Two things persist in different places, and the studio says so plainly. Your project structure (chapters, segment text, voice choices) autosaves to this browser. Rendered audio takes auto-save to your library when you are signed in. The in-session players are temporary, so to stitch a chapter you export it in the same session you rendered it.

Chapters and segments

A project is a list of chapters, and each chapter is a list of segments, usually a paragraph each. Each chapter carries a default engine and voice; new segments inherit it, and any individual segment can override it.

Segments are the unit of work. You edit a segment's text, render just that segment, and play or download just that take. A chapter-level Render button renders only the segments that need it, sequentially, with a real progress count and a working Stop button. If one segment fails, the run stops there and every finished take is kept.
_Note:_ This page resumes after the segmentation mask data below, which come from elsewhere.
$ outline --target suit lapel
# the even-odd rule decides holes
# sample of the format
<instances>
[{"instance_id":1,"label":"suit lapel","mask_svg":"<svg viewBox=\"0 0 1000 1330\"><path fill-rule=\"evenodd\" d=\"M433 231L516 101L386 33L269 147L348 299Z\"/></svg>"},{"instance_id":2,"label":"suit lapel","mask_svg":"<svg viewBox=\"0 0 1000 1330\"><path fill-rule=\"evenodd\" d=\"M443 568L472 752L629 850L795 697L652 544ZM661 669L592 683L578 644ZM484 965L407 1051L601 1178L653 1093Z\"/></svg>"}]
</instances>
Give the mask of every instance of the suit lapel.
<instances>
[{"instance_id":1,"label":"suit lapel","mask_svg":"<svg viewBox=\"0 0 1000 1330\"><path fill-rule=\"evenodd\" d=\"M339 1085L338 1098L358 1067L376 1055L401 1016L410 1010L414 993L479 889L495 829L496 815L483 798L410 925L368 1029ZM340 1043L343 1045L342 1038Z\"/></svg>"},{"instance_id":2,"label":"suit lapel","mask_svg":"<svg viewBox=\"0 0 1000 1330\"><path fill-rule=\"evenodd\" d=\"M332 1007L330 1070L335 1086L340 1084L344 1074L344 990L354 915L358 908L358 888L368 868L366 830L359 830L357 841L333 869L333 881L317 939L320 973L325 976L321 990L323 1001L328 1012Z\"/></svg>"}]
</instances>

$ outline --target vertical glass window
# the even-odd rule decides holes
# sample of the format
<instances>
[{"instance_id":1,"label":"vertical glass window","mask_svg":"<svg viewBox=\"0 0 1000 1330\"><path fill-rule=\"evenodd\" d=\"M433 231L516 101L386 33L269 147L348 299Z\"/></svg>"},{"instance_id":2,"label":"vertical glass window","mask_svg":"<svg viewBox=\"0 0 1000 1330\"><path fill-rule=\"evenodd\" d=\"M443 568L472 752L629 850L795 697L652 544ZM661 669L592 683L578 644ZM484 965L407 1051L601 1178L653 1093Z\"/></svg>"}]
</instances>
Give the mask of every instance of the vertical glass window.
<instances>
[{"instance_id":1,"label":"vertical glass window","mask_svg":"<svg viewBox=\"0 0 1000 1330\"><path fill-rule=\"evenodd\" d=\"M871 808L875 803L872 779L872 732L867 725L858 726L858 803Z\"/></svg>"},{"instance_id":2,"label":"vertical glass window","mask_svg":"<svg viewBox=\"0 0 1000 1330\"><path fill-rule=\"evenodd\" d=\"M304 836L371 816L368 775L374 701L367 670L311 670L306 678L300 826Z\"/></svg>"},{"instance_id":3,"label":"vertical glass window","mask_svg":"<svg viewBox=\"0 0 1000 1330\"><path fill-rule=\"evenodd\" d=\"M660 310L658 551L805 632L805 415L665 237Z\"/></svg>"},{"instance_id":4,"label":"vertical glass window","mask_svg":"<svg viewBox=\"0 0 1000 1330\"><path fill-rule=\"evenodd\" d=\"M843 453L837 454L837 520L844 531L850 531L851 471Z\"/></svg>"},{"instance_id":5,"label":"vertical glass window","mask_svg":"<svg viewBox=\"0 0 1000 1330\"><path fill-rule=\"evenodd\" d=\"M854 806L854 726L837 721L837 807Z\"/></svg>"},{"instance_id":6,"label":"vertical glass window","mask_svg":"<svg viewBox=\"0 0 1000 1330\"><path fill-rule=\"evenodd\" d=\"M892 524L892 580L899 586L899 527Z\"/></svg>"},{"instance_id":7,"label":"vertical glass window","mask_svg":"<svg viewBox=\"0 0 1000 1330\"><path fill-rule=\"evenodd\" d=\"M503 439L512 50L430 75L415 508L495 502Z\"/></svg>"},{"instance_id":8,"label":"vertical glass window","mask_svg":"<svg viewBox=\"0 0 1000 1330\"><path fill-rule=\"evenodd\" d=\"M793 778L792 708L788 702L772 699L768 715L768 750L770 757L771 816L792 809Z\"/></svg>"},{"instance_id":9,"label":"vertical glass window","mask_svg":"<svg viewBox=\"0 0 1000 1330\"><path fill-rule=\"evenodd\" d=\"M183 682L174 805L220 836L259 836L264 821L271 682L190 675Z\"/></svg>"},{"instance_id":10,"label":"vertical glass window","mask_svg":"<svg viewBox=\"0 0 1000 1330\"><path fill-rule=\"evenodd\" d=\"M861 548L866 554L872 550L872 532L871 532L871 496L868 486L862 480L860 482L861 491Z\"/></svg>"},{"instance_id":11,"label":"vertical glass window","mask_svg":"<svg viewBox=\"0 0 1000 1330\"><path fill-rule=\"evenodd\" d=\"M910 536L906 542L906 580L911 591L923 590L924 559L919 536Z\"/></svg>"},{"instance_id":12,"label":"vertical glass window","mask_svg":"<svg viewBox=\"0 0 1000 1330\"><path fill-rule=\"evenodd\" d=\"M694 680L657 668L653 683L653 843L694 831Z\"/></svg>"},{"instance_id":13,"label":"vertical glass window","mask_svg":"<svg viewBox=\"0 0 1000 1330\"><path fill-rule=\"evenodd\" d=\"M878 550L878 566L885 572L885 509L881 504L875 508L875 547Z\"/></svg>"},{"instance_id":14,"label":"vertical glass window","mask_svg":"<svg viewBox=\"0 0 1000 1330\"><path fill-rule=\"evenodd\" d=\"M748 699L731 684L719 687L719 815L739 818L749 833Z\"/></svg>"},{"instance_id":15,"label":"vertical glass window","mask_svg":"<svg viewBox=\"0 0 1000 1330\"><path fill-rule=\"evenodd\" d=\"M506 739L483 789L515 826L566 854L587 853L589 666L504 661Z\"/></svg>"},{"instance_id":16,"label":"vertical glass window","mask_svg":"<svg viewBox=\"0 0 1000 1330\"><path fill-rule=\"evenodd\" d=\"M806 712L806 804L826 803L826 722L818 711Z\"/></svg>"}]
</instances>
When you edit a segment that already has a take, it is marked edited since render, and it keeps playing the old take until you re-render it. The studio never silently swaps audio out from under you.

Importing a manuscript

Import manuscript accepts a paste or a plain .txt file (read on your machine), up to 150,000 characters, which is about two and a half hours of audio at the house rate of roughly 1,000 characters per minute. Larger books should be split into parts and imported one at a time.

Chapter detection is structure-only by design: a model reads a line-numbered view of your manuscript and returns only where each chapter starts and what to call it. Your original text is then split locally by those line numbers. The model never rewrites or echoes your manuscript at this step, so your words come through untouched.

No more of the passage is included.